Ina Garten Mushroom Lasagna

Ina Garten’s Mushroom Lasagna is a decadent and creamy vegetarian lasagna made with layers of tender pasta sheets, a creamy white sauce, a generous amount of sautéed mushrooms, and plenty of melted cheese. Instead of a traditional tomato-based sauce, this version relies on a rich béchamel sauce that enhances the earthy flavors of the mushrooms.

Ingredients

Scale

For the Mushroom Filling:

  • 1 ½ pounds mixed mushrooms (cremini, shiitake, or button), sliced
  • 3 tablespoons unsalted butter
  • 2 tablespoons olive oil
  • 3 cloves garlic, minced
  • ½ teaspoon salt
  • ¼ teaspoon black pepper
  • 1 teaspoon fresh thyme leaves

For the Béchamel Sauce:

  • 4 tablespoons unsalted butter
  • ¼ cup all-purpose flour
  • 4 cups whole milk, warmed
  • 1 teaspoon salt
  • ¼ teaspoon ground nutmeg
  • ½ teaspoon black pepper

For the Lasagna Assembly:

 

  • 12 no-boil lasagna noodles
  • 1 ½ cups ricotta cheese
  • 2 cups grated Gruyère cheese
  • 1 cup grated Parmesan cheese
  • 1 cup mozzarella cheese, shredded
  • ¼ cup chopped fresh parsley (for garnish)

Instructions

Prepare the Mushroom Filling

  • Sauté the mushrooms – In a large skillet, melt butter with olive oil over medium heat. Add the sliced mushrooms and cook for 5-7 minutes until they release their moisture.
  • Add garlic and seasoning – Stir in minced garlic, salt, pepper, and thyme. Cook for another 2-3 minutes until fragrant. Remove from heat and set aside.

Make the Béchamel Sauce

  • Melt the butter – In a medium saucepan, melt butter over medium heat.
  • Whisk in the flour – Stir continuously for 1-2 minutes to cook out the raw flour taste.
  • Add warm milk gradually – Slowly whisk in warm milk, ensuring no lumps form.
  • Season the sauce – Stir in salt, black pepper, and nutmeg.

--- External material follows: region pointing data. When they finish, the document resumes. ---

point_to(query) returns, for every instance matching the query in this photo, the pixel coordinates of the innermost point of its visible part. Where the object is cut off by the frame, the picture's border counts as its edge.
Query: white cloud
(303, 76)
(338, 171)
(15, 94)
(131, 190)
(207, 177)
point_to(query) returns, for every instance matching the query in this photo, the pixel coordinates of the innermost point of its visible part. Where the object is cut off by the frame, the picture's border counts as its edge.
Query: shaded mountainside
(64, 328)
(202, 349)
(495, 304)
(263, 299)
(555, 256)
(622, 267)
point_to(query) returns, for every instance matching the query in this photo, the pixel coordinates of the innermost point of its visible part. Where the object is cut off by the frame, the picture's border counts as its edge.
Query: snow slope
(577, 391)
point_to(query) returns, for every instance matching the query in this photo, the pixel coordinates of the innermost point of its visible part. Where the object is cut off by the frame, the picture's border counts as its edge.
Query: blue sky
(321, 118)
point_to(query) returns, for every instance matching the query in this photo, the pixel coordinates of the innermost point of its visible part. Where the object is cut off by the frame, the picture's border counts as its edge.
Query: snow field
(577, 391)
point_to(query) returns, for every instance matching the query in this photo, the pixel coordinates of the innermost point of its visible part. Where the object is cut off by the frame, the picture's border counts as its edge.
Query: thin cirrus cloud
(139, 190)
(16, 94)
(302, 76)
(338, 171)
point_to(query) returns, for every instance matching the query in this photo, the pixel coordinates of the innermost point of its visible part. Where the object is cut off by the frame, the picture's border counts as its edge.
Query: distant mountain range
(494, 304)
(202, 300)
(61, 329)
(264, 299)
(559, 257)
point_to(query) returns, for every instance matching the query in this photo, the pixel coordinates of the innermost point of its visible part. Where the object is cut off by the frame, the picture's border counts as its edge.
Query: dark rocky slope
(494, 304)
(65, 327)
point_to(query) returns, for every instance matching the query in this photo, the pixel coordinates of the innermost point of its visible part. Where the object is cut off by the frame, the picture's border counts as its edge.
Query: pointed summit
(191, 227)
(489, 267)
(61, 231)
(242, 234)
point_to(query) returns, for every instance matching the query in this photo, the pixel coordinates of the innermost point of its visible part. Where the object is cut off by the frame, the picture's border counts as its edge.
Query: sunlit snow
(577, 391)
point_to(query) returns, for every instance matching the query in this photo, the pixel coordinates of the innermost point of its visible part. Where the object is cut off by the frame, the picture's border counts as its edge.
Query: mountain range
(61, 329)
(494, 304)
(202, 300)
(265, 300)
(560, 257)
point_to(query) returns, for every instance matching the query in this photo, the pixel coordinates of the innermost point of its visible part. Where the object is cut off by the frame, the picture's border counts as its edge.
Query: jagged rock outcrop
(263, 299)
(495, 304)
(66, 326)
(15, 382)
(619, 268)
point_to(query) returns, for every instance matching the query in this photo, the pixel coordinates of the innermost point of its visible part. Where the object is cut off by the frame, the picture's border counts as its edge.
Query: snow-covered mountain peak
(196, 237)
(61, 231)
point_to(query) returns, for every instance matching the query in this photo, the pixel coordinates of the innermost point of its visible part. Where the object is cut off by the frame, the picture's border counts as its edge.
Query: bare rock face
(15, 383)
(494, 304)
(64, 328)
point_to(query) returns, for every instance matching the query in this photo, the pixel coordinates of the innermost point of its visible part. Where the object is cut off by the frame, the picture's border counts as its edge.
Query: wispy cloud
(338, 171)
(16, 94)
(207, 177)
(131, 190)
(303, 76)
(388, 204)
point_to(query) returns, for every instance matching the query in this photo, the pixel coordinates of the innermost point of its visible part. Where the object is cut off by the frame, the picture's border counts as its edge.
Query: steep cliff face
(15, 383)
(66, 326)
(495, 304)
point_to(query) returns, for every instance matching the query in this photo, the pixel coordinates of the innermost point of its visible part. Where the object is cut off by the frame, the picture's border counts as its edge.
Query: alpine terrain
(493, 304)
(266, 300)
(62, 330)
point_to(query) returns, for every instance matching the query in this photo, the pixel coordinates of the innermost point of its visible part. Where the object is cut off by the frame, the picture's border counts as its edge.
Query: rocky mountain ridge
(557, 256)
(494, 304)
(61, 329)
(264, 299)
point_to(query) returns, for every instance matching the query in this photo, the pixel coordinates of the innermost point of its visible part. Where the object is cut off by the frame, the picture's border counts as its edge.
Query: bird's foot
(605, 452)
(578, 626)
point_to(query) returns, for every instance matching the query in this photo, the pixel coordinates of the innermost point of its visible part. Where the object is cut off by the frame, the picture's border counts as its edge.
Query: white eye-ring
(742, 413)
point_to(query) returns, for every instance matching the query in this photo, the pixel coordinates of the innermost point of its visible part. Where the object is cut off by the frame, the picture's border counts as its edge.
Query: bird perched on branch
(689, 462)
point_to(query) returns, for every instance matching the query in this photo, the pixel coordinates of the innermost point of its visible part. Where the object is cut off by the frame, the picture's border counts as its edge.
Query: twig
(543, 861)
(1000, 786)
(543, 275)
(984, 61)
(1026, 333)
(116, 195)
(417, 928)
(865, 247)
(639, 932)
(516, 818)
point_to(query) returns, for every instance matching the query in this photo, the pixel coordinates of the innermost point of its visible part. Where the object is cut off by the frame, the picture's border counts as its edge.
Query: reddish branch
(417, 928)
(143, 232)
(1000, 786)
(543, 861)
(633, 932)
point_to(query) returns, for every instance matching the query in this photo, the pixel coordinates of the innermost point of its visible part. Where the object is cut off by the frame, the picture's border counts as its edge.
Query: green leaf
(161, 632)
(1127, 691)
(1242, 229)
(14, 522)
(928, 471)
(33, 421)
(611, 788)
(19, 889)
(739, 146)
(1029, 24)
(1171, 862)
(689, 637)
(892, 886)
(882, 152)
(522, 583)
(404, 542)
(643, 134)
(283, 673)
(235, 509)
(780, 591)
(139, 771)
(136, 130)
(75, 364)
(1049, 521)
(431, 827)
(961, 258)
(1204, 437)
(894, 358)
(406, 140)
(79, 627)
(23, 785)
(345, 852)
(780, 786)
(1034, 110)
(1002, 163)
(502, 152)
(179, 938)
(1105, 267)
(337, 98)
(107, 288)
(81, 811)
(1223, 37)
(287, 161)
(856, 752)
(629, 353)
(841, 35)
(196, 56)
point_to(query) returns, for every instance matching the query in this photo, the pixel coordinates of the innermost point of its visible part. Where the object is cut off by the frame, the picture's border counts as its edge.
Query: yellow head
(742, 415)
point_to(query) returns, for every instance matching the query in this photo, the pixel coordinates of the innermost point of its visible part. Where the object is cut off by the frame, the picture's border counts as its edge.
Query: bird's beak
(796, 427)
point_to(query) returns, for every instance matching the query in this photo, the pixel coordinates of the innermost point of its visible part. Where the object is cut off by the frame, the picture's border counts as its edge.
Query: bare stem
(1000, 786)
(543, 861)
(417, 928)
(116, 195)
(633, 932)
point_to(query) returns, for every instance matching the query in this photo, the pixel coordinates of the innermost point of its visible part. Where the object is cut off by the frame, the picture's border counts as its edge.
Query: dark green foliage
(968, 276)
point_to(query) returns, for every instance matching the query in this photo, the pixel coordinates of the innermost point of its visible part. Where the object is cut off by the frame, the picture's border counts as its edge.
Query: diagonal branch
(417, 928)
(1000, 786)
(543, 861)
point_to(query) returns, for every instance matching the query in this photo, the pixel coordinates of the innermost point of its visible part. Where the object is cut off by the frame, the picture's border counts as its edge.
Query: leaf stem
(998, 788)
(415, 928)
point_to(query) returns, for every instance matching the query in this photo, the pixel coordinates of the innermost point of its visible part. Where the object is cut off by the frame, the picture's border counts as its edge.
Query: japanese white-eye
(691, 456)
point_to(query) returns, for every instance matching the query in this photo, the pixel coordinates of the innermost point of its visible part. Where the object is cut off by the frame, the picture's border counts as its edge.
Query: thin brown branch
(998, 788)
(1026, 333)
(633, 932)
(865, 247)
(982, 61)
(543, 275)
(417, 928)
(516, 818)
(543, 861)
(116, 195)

Simmer for 3-5 minutes until thickened, then remove from heat.

Assemble the Lasagna

  • Preheat the oven – Set it to 375°F (190°C).
  • Spread a layer of béchamel – In a greased 9×13-inch baking dish, spread a thin layer of béchamel sauce.
  • Layer the noodles – Arrange 3-4 lasagna noodles over the sauce.
  • Add the mushroom mixture – Evenly spread sautéed mushrooms over the noodles.
  • Add cheese layers – Sprinkle with ricotta, Gruyère, and Parmesan.
  • Repeat the layers – Continue layering with béchamel sauce, noodles, mushrooms, and cheese until all ingredients are used.
  • Top with mozzarella and Parmesan – Finish with a generous layer of shredded mozzarella and Parmesan on top.

Bake the Lasagna

  • Cover and bake – Cover with foil and bake for 30 minutes.
  • Uncover and bake – Remove the foil and bake for another 15 minutes until the top is golden and bubbly.
  • Rest before serving – Let the lasagna sit for 10 minutes before slicing.
  • Garnish and serve – Sprinkle with fresh parsley and serve warm.